Les deux chambres du parlement de la République démocratique du Congo, le Sénat et Assemblée nationale, ont voté jeudi la prorogation de l'état de siège dans les provinces de l'Ituri et du Nord-Kivu.
Cette mesure constitue la douzième prorogation à avoir été adoptée.
Le président Félix Tshisekedi a décrété l'Etat de siège pour mettre fin aux violences et aux guerres dans les provinces du Nord-Kivu et de l'Ituri, situées à l'est du pays.
Dans la lettre adressée aux parlementaires, le président Tshisekedi les exhorte à adopter cette nouvelle prorogation.

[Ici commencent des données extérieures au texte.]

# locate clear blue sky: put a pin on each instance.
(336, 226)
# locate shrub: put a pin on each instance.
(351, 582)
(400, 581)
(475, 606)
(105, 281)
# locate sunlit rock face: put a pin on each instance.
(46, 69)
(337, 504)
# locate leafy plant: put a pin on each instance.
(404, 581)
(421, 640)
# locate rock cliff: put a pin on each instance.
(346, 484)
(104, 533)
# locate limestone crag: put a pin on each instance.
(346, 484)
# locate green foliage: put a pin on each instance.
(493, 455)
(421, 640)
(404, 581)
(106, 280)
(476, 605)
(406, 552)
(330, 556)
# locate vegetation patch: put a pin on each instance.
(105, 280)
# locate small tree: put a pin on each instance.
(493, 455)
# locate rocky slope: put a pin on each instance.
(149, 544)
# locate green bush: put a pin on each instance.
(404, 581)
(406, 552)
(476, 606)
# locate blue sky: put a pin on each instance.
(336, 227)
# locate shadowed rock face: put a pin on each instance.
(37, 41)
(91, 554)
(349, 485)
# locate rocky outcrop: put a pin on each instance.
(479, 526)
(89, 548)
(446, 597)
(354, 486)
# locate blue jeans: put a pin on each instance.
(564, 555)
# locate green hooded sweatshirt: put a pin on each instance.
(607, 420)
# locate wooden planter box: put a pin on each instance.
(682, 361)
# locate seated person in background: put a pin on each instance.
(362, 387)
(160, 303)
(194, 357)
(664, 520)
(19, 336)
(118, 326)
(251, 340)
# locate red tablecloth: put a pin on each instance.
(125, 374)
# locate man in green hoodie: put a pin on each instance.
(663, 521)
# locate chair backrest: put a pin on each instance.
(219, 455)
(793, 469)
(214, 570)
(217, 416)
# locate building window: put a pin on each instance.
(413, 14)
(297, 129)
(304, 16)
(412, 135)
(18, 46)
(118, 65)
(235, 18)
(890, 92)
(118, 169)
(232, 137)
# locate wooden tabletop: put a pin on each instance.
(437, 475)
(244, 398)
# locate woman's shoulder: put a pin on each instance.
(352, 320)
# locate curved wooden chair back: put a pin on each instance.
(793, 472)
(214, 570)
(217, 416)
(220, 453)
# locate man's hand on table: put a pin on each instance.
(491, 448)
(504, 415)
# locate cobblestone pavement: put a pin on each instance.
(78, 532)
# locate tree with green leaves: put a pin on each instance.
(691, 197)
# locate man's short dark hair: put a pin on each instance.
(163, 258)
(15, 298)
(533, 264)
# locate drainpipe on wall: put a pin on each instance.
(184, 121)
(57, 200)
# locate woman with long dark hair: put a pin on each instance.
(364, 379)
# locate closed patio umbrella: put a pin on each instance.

''Les opérations engagées par nos forces de défense et sécurité dans le cadre de la pacification de cette partie du territoire national constituent une dynamique irréversible au regard des défis imposés à la Nation par les forces négatives et face auxquelles le pouvoir public ne peut ni abdiquer ni se résigner'', justifie le président Tshisekedi.
Cette nouvelle prorogation de 15 jours sera transmise au Sénat pour une seconde lecture. Elle prend effet le 19 novembre et prendra fin le 3 décembre prochain.
Cependant, elle est contestée aussi bien par certains acteurs politiques que d'autres membres de la société civile.
Si la mesure a été votée par la majorité des députés, plusieurs parlementaires des provinces de l'Ituri et du Nord-Kivu n'ont pas pris part à cette plénière de l'Assemblée nationale. Ils protestent contre la reconduction de cette mesure qu'ils jugent contreproductive.
Au sein de la société civile, on réclame également la levée de l'Etat de siège. Selon Espoir Ngalukiye, militant du mouvement citoyen la Lutte pour le Changement, la Lucha, ''l'état de siège n'a servi à rien pendant les six derniers mois et il y a aucun impact sur le terrain qui atteste de l'efficacité de l'état de siège. Sur le plan sécuritaire, il n'y a aucune rébellion qui est neutralisée.''
Espoir Ngalukiye dénonce également la lenteur de la justice dans les provinces sous un état de siège. La justice militaire a remplacé les tribunaux civils, ce qui est pour Ngalukiye une véritable ''catastrophe.''
''Les juridictions militaires sont insuffisantes, elles sont moins nombreuses et ça provoque une lenteur dans la justice,'' renchérit le militant de la Lucha.
Selon l'activiste, les opérations de grandes envergures déclarées en grande pompe n'ont mené à aucune action concrète sur le terrain. Il réclame tout simplement la suspension des activités de l'état de siège et de trouver de véritable solutions.
Des accusations que le général Johnny Luboya Nkashama, gouverneur militaire de la province de l'Ituri, réfute catégoriquement.
''Depuis un certain temps, l'Ituri vivait presque dans un non-Etat, mais aujourd'hui nous sommes en train de rétablir l'autorité,'' se défend énergiquement le gouverneur militaire.
''Nous sommes allés chercher les hors la loi dans leurs retranchements, ils ont perdu beaucoup de terrain et maintenant ils se constituent en petits groupes pour aller attaquer la paisible population alors en plus de ça il y a un autre problème,'' renchérit le général Johnny Luboya Nkashama.
En août dernier, l'Assemblée nationale a procédé à une évaluation de l'état de siège. Les députés ont dressé un bilan mitigé de cette mesure qui a alors été prorogé à plusieurs reprises. Ils ont pointé du doigt l'impréparation qui a précédé cette décision qui a pour conséquence une absence d'objectifs militaires et sans un chronogramme d'actions stratégiques.
Les élus ont relevé les faiblesses de ce dispositif. Ils ont par ailleurs demandé une restructuration et le renforcement de la chaîne de commandement.